The detection pipeline follows these steps:

1. Detect all faces

The native framework (Vision on iOS, ML Kit on Android) scans the image and returns all detected face regions.

2. Filter small faces

Faces smaller than 1.5% of the total image area are discarded. This prevents background faces, faces on posters, or other incidental faces from being counted.

minFaceArea = imageWidth × imageHeight × 0.015

3. Sort by size

Remaining faces are sorted by bounding box area (width × height) in descending order.

4. Apply dominance rules

ScenarioResult
0 faces after filteringNO_FACE
Exactly 1 faceREADY — that face is dominant
2+ faces, largest is ≥ 2× the second-largestREADY — largest face is dominant
2+ faces, largest is < 2× the second-largestMULTIPLE_FACES

Examples

Single person selfie

One face detected → READY

Person with small face in background

Two faces detected. Main subject is 30% of image area, background person is 1% (filtered out as < 1.5%) → Only 1 face remains → READY

Person with another person partially visible

Two faces detected.

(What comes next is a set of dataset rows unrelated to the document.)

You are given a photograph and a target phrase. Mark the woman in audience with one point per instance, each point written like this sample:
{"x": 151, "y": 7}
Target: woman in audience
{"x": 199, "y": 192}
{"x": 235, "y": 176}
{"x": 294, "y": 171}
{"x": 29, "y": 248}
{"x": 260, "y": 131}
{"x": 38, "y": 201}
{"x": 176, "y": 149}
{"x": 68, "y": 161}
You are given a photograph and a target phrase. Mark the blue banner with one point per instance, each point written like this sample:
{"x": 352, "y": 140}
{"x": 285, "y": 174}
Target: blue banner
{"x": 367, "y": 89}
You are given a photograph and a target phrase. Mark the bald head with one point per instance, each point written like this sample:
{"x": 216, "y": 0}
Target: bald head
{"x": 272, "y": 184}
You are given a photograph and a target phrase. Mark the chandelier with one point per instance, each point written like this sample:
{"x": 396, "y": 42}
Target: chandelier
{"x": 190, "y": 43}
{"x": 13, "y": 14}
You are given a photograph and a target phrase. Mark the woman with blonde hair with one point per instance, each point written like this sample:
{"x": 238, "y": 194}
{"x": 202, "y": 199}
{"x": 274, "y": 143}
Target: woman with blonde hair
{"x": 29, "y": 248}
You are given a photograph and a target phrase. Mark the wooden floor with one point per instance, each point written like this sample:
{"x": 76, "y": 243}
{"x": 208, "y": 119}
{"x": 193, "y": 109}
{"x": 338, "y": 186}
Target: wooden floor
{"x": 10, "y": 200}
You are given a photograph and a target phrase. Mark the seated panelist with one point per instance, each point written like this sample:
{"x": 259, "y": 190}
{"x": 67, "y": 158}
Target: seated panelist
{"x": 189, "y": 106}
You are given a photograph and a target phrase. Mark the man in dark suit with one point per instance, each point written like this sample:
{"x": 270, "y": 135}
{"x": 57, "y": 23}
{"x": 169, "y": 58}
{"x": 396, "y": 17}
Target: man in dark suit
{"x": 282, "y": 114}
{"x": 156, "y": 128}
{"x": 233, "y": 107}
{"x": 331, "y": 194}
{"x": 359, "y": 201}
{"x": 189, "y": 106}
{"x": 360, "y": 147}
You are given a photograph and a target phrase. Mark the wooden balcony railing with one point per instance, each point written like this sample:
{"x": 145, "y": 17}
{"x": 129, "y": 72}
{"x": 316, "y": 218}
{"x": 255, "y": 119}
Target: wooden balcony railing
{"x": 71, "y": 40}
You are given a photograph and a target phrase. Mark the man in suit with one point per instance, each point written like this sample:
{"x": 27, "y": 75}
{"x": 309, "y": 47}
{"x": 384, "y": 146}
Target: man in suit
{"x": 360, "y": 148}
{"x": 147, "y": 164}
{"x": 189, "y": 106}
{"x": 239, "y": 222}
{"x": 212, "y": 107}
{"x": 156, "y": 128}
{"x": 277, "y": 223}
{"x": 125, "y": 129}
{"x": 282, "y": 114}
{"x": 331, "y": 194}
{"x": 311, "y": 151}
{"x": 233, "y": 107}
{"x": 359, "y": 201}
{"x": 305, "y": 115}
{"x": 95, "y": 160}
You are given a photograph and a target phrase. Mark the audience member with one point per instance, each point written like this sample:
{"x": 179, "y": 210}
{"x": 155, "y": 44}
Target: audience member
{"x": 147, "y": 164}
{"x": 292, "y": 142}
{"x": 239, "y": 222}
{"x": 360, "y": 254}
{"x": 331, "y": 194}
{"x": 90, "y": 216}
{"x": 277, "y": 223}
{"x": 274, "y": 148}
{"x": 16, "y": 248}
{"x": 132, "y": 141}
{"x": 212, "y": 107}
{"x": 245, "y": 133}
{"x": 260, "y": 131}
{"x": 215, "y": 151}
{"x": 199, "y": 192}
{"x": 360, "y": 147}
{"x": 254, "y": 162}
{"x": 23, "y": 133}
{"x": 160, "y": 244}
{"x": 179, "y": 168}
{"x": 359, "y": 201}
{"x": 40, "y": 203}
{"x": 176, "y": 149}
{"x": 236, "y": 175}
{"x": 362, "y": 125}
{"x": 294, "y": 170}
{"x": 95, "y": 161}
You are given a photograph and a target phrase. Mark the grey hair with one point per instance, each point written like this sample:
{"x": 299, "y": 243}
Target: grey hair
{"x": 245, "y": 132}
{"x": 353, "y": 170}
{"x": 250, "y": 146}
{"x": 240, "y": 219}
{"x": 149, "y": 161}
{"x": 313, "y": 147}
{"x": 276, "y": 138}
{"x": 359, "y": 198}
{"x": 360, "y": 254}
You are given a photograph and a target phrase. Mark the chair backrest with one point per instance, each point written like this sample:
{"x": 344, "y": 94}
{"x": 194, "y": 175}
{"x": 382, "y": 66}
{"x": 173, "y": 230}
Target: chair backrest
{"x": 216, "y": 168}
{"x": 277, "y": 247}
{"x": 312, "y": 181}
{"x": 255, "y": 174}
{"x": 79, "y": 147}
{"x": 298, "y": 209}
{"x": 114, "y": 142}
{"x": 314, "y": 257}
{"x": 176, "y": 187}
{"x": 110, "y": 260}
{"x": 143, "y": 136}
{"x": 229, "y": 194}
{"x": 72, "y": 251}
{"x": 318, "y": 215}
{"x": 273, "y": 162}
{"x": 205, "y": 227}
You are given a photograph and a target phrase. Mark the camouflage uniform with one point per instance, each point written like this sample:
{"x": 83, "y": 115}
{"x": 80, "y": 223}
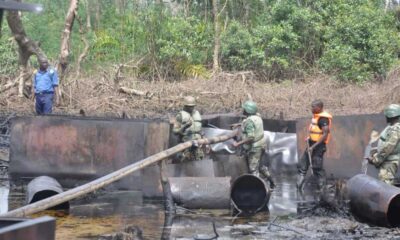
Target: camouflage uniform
{"x": 252, "y": 127}
{"x": 388, "y": 155}
{"x": 188, "y": 127}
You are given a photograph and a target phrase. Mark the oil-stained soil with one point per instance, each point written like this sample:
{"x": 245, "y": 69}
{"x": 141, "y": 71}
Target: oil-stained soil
{"x": 313, "y": 214}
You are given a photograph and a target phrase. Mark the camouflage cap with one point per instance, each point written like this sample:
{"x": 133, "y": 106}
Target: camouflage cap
{"x": 189, "y": 101}
{"x": 250, "y": 107}
{"x": 391, "y": 111}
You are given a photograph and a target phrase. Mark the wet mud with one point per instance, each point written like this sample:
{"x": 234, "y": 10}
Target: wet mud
{"x": 312, "y": 214}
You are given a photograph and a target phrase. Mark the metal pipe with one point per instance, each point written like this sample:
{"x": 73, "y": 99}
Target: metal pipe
{"x": 44, "y": 187}
{"x": 201, "y": 192}
{"x": 374, "y": 201}
{"x": 250, "y": 194}
{"x": 110, "y": 178}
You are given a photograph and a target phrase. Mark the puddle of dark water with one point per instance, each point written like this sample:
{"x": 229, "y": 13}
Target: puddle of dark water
{"x": 291, "y": 215}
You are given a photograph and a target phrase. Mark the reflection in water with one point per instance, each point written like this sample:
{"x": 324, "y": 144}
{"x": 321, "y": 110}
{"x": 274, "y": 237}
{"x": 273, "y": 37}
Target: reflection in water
{"x": 89, "y": 220}
{"x": 4, "y": 192}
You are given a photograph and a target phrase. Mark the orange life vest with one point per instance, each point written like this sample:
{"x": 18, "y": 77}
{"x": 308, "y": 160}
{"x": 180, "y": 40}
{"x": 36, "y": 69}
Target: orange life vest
{"x": 315, "y": 131}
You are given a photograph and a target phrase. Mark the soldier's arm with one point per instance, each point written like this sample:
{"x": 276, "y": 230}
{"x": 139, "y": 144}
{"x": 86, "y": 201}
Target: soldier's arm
{"x": 249, "y": 128}
{"x": 389, "y": 145}
{"x": 179, "y": 127}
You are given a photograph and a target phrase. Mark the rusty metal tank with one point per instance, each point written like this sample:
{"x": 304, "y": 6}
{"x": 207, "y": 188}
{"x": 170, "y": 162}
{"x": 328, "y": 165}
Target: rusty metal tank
{"x": 250, "y": 194}
{"x": 201, "y": 192}
{"x": 374, "y": 201}
{"x": 43, "y": 187}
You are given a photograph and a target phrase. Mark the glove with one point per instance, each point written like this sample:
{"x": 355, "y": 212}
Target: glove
{"x": 374, "y": 160}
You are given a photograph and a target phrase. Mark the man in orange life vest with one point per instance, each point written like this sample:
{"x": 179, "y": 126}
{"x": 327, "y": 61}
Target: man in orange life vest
{"x": 319, "y": 134}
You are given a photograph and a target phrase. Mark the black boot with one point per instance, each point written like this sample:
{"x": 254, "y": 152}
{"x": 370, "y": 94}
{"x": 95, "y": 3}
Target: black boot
{"x": 321, "y": 183}
{"x": 300, "y": 182}
{"x": 271, "y": 183}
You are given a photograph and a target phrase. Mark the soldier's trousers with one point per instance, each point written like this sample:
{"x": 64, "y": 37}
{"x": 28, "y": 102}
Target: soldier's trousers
{"x": 387, "y": 171}
{"x": 317, "y": 158}
{"x": 253, "y": 158}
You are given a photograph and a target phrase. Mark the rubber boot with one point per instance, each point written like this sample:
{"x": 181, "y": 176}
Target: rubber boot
{"x": 301, "y": 179}
{"x": 321, "y": 183}
{"x": 271, "y": 183}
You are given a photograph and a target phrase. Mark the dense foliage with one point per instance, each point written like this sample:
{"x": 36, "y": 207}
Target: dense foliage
{"x": 354, "y": 40}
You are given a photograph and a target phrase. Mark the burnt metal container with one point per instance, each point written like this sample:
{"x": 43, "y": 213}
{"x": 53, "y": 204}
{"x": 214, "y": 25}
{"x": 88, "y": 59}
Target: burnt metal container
{"x": 44, "y": 187}
{"x": 42, "y": 228}
{"x": 250, "y": 194}
{"x": 374, "y": 201}
{"x": 201, "y": 192}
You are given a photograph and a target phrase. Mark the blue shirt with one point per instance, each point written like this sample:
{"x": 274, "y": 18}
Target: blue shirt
{"x": 45, "y": 81}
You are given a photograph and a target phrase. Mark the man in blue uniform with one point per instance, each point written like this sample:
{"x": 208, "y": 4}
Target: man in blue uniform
{"x": 45, "y": 83}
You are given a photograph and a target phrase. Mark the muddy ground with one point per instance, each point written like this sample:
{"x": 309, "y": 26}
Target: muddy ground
{"x": 312, "y": 214}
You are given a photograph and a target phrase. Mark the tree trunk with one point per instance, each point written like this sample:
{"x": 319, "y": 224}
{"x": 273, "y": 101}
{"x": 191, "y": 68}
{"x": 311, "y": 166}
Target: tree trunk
{"x": 217, "y": 41}
{"x": 26, "y": 48}
{"x": 82, "y": 56}
{"x": 98, "y": 13}
{"x": 66, "y": 36}
{"x": 88, "y": 20}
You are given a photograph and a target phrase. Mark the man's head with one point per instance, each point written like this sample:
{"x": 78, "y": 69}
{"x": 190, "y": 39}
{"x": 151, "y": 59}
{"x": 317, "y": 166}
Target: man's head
{"x": 249, "y": 108}
{"x": 317, "y": 106}
{"x": 392, "y": 113}
{"x": 43, "y": 65}
{"x": 189, "y": 104}
{"x": 18, "y": 6}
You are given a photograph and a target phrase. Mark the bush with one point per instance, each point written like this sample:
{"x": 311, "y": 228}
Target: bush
{"x": 238, "y": 49}
{"x": 361, "y": 43}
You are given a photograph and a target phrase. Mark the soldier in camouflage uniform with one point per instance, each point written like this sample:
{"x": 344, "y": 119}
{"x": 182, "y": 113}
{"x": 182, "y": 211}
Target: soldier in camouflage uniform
{"x": 253, "y": 141}
{"x": 387, "y": 156}
{"x": 187, "y": 127}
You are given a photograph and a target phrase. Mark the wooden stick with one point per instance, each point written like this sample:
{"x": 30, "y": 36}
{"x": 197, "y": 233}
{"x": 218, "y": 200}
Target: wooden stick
{"x": 110, "y": 178}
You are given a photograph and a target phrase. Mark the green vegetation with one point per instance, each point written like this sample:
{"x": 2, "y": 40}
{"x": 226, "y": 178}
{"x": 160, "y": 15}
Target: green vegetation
{"x": 353, "y": 40}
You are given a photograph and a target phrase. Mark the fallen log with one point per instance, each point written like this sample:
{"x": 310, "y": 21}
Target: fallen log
{"x": 110, "y": 178}
{"x": 131, "y": 91}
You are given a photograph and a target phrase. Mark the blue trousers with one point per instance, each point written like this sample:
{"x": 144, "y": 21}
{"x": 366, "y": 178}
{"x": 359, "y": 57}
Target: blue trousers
{"x": 44, "y": 103}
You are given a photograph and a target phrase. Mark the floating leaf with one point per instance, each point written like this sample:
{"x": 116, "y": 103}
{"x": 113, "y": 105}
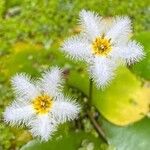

Main subject is 20% of image area, other person is 5%. Since 20% ≥ 2 × 5% → READY (main subject is dominant)

Two people equally framed

Two faces detected, both around 10% of image area. 10% < 2 × 10% → MULTIPLE_FACES

Landscape photo with no people

Zero faces detected → NO_FACE

Why This Approach?

Simple face counting isn't enough for profile photo validation. Consider:

  • A selfie in a crowd should still be valid if the subject is clearly the main person
  • A poster or TV screen in the background shouldn't invalidate the photo
  • Two people posing equally for the camera should be rejected

The dominance logic handles all these cases by focusing on relative face size rather than just presence.